Gellatly Judith, Bower Peter, Hennessy Sue, Richards David, Gilbody Simon, Lovell Karina
Department of Nursing, Midwifery and Health Visiting, University of Manchester, UK.
Psychol Med. 2007 Sep;37(9):1217-28. doi: 10.1017/S0033291707000062. Epub 2007 Feb 19.
Although self-help interventions are effective in treating depression, less is known about the factors that determine effectiveness (i.e. moderators of effect). This study sought to determine whether the content of self-help interventions, the study populations or aspects of study design were the most important moderators.
Randomized trials of the effectiveness of self-help interventions versus controls in the treatment of depressive symptoms were identified using previous reviews and electronic database searches. Data on moderators (i.e. patient populations, study design, intervention content) and outcomes were extracted and analysed using meta-regression.

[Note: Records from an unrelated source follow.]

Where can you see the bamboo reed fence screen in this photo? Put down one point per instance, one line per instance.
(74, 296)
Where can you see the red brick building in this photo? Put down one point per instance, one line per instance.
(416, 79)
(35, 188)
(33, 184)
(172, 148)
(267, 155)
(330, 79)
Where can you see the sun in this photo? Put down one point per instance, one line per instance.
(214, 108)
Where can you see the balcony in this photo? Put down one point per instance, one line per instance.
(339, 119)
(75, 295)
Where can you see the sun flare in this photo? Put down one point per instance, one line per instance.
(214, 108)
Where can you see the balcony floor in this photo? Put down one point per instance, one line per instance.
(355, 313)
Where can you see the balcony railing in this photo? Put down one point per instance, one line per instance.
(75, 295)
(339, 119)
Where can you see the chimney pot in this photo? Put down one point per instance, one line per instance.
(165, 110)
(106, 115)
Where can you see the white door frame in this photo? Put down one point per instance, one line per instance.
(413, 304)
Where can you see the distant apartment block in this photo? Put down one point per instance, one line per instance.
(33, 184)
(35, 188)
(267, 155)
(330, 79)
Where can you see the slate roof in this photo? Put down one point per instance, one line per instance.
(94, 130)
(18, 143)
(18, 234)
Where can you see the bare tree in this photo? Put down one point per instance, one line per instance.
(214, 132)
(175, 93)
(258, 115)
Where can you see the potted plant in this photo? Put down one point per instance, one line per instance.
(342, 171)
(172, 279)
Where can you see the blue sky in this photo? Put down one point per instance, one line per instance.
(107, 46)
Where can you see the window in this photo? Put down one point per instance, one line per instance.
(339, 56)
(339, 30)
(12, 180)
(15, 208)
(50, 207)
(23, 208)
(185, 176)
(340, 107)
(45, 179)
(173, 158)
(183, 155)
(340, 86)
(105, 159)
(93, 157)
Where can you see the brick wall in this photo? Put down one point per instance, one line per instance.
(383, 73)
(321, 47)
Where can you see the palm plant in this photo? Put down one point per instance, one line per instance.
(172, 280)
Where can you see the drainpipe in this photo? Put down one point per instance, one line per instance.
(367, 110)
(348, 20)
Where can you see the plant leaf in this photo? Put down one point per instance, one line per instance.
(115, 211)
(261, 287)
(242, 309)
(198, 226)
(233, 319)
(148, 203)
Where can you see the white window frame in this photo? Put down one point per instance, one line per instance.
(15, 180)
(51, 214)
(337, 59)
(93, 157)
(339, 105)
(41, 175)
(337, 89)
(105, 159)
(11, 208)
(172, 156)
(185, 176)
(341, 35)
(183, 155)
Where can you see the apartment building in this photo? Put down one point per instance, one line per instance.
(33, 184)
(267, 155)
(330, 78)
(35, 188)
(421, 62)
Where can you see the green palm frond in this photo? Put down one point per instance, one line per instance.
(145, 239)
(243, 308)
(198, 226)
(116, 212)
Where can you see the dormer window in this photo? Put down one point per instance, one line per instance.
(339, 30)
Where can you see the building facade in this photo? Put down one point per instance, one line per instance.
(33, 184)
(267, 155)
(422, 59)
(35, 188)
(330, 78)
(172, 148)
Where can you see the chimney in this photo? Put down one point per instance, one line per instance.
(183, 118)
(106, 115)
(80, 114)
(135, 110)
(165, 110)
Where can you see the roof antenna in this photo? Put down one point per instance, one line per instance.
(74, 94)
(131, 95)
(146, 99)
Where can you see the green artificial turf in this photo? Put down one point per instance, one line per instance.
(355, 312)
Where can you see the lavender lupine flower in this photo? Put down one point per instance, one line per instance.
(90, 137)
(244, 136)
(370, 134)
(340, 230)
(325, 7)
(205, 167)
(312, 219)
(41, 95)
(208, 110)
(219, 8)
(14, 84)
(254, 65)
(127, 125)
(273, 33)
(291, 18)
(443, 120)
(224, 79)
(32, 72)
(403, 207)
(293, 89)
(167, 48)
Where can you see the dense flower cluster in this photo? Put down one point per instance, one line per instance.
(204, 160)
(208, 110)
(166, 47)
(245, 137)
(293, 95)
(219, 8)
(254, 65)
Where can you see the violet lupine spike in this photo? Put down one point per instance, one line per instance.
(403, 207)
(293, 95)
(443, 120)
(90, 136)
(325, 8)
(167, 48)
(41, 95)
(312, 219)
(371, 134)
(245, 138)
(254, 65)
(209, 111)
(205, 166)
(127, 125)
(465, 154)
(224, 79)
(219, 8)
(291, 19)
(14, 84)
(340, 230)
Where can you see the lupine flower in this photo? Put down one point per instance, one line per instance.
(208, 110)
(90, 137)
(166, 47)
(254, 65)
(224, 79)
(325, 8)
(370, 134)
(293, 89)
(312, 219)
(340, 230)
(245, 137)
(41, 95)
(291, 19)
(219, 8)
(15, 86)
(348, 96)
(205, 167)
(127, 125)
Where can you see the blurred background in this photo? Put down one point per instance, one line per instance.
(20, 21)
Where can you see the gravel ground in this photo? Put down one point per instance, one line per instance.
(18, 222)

Thirty-four studies were identified with 39 comparisons. Study design factors associated with greater effectiveness were unclear allocation concealment, observer-rated outcome measures and waiting-list control groups. Greater effectiveness was also associated with recruitment in non-clinical settings, patients with existing depression (rather than those 'at risk'), contact with a therapist (i.e. guided self-help) and the use of cognitive behavioural therapy (CBT) techniques. However, only guided self-help remained significant in the multivariate analysis [regression coefficient 0.36, 95% confidence interval (CI) 0.05-0.68, p=0.03]. In the subset of guided studies, there were no significant associations between outcomes and the session length, content, delivery mode or therapist background.
The results provide some insights into moderators of self-help interventions, which might assist in the design of future interventions. However, the present study did not provide a comprehensive description, and other research methods might be required to identify factors associated with the effectiveness of self-help.
尽管自助干预在治疗抑郁症方面有效,但对于决定其有效性的因素(即效应调节因素)却知之甚少。本研究旨在确定自助干预的内容、研究人群或研究设计方面是否为最重要的调节因素。
利用既往综述和电子数据库检索,确定自助干预与对照在治疗抑郁症状有效性方面的随机试验。提取关于调节因素(即患者人群、研究设计、干预内容)和结局的数据,并采用meta回归进行分析。
共纳入34项研究,有39项比较。与更高有效性相关的研究设计因素包括分配隐藏不明确、观察者评定的结局测量以及等待名单对照组。更高的有效性还与在非临床环境中招募、已有抑郁症的患者(而非“有风险”的患者)、与治疗师接触(即指导性自助)以及使用认知行为疗法(CBT)技术有关。然而,在多变量分析中只有指导性自助仍然显著[回归系数0.36,95%置信区间(CI)0.05 - 0.68,p = 0.03]。在指导性研究子集中,结局与疗程长度、内容、实施方式或治疗师背景之间无显著关联。
研究结果为自助干预的调节因素提供了一些见解,这可能有助于未来干预措施的设计。然而,本研究并未提供全面描述,可能需要其他研究方法来确定与自助有效性相关的因素。